# humidity in the shop



## woodtickgreg (Jan 21, 2012)

I have a basement shop, It's wintertime in michigan and the house is closed up and the heat is on. Hygrometer in the shop reads 45%, It's so dry in my house I could poop dust!


----------



## SlickSqueegie (Jan 23, 2012)

woodtickgreg said:


> I have a basement shop, It's wintertime in michigan and the house is closed up and the heat is on. Hygrometer in the shop reads 45%, It's so dry in my house I could poop dust!



 lmao "poop dust"


----------



## Mike1950 (Jan 23, 2012)

32 here and probably lower humidity than that. Hell we are a high mt. desert climate. 30% is normal in summer.


----------



## jimmythewoodworker (Feb 23, 2012)

My workshop was running at 15% until I added an AOS humidifier. Now I'm at 50%............no more shocks from my equipment................Jimmy


----------



## woodtickgreg (Feb 24, 2012)

jimmythewoodworker said:


> My workshop was running at 15% until I added an AOS humidifier. Now I'm at 50%............no more shocks from my equipment................Jimmy


Only 15% in jersey, wow I never would have imagined jersey would be so low.
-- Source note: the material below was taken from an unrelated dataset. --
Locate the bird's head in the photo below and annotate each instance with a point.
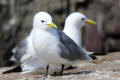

I know what you mean about static shocks though, I let the cats sniff my finger and watch the spark jump off my finger to there nose and watch their eyes cross and they look at me like what the he--:diablo: cracks me up every time. Only happens in the winter.


----------



## jimmythewoodworker (Feb 24, 2012)

woodtickgreg said:


> jimmythewoodworker said:
> 
> 
> > My workshop was running at 15% until I added an AOS humidifier. Now I'm at 50%............no more shocks from my equipment................Jimmy
> ...



I got real tired of the shocks. My orbital sander is hooked to a Festool dust collector. The vacuum would create such a static shock that I would get sick to my stomach sometimes....OUCH......so I started wearing rubber gloves.:scare::scare:...............Jimmy


----------